An unfortunate situation in which the victims (your party) has absolutely no power to do anything about the it. Unfortunately you are in a private establishment and if the owner of the establishment, or the designee, will do nothing, your choices are (1) live with it, (2) leave, (3) confront the situation yourself.
In reverse order,
(3) jfood has a simple rule in restos, never confront a drunk, and never say anything that a drunk can hear. you can snatch bigger defeat from the jaws of defeat.
(2) leave? inthis case it was not an option as you described the schleppers
(1) accept and make the best of the situatio. this is sorta your only choice at the time.
Follow-up with the manager or the owner if you can find his/her name. Sounds like quite the deplorable situation. Unfortunately this behavior plus the self-entitlement is becoming more pervasive.
Was the Manager on Duty the owner or GM? If not, I would contact him/her via email or mail to explain the situation. Not that you are looking for reimbursement, but that this happened and his/her MOD didn't give a crap. It is not YOUR job as the customer to police the dining room. Chances are the server wouldn't complain to this manager either
I think these people were also being overserved on alcohol, which no restaurant wants to deal with in the unfortunate case something would happen either in the bar or on the road.
This type of experience seems to happen more this time of year, and restaurants seem to cope less well. It's almost like they become numb to it and give up trying. Too many groups coming in for end of year celebrations and too much alcohol. More people camping out at tables. And then the restaurant is going to be crowded so they can't move you.
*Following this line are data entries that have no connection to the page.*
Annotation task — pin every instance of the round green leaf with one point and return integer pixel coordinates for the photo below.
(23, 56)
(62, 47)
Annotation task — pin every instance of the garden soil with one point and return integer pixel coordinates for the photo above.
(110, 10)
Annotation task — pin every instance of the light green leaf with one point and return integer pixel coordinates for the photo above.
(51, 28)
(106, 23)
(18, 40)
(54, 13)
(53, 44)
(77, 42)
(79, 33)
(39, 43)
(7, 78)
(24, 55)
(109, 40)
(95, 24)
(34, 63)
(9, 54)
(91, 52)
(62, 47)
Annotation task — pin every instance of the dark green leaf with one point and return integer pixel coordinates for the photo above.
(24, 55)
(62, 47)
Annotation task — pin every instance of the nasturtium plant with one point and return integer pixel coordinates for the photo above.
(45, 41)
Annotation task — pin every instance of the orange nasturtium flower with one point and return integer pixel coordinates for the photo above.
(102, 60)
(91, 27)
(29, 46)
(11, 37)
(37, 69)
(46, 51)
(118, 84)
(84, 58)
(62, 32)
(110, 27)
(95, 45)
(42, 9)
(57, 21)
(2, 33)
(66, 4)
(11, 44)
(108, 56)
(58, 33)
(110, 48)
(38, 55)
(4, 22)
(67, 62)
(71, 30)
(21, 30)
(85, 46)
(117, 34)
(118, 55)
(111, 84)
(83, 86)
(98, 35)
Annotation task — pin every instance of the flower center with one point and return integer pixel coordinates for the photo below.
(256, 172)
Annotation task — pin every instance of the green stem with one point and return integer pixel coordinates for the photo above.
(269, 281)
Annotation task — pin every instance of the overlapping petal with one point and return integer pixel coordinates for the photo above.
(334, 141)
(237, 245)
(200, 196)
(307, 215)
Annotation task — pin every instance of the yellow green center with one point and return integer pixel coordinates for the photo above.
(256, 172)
I ate out twice in the past few days and both times someone in my party got the wrong food or the food was cooked way wrong-- cheerfully fixed, with a comment about how hectic everything is right now, but at both places service was rather bumpy compared with usual.
I'm not sure that (any time of year) management is going to be in a position to silence loud parties. Some won't do it explicitly and there are reasons for that-- once people are drunk and giving other diners those kinds of defiant looks, you can't win with them. But at least they can do damage control. At my favorite local restaurant, the owner-manager would be out in the dining room in that situation, circulating and talking to people, and would certainly be watching that table if they were abusive toward the servers. He wouldn't confront the people (at least I've never seen him do that) but just the fact that he talked to them and then remained in view would probably curb the worst of it.
Maybe the place you ate at deals with this stuff better at other times; maybe not. I would let the manager know about this anyway. Can't hurt them to know.
re: bibi rose
If I were the manager, I would have gone over to the table and said "Everything you have had up to now is on the house. However, I insist that your party leave the restaurant at once.". I would have made sure I ahd some of the more able-bodied members of my staff around for backup.
I agree with the comment about contacting the restaurant's owner directly. Sounds like the manager on duty didn't have any "skin in the game", so to speak, and a finely worded letter to the owner might have more effect on future practices. Unfortunately it doesn't fix your bad experience, but it might help make it better in the future.
Hope your dad had a good birthday just the same!
My rule of thumb (and should be for any business) is when someone is ruining it for others, something should be done to curb it/stop it, etc. I'm sure others were also bothered by it and you may think twice about making your reservations with this place next time because of their LACK of any policy. It's one thing if there's a game going on and most are getting into it, hootin it up and there's only one party that's looking for a quiet night out - then it's pretty obvious that they picked the wrong place. I say the majority rules - if most are getting offended, then the majority are starting to place bad judgement on your place of business - take action so that the majority is passing good judgement on you. Always look to reduce or minimize this type of negative advertising as a business owner or manager.